A simple Excel worksheet mistake caused a change in economic policy. Was it a user’s mistake or Microsoft’s?
A few weeks ago, came the news that a much-quoted academic paper was based on a faulty Excel worksheet.
The paper titled “Growth in a Time of Debt.” from Reinhart & Rogoff was widely used to support the idea of limiting government expenditure during the fiscal crisis. If the proper Excel formula was used on all the data, the opposite conclusion would have been reached.
They concluded (wrongly) that there was a 0.1% decrease in economic growth across various countries when the real figure was 2.2% Increase. A difference of 2.3% seems small but that’s a massive difference when we’re talking about economic growth of countries.
There were several problems with the calculation and methodology. We don’t intend to deal with the level of disclosure nor conclusions in the paper let alone the subsequent use in economic policy.
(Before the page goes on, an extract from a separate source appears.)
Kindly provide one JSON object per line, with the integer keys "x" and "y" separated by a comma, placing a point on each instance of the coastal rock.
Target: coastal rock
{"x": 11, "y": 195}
That’s an economic and political area that us mere computer nerds are quite unqualified to comment upon.
We’ll just look at the mistake made in Excel. Paul Krugman called it a ‘coding error’ and that phrase was used elsewhere without further detail. The term ‘coding error’ led us to expect that some complex Excel macro or long formula was wrong – but no.
The ‘coding error’ was a simple mistake that any of us could make, and probably has.
Even more interesting were some problems in Excel. We found some situations where we’d expect Excel to fix or highlight problems in the worksheet but did not.
What went wrong
There are columns of numbers with a row at the bottom showing the Average of each column.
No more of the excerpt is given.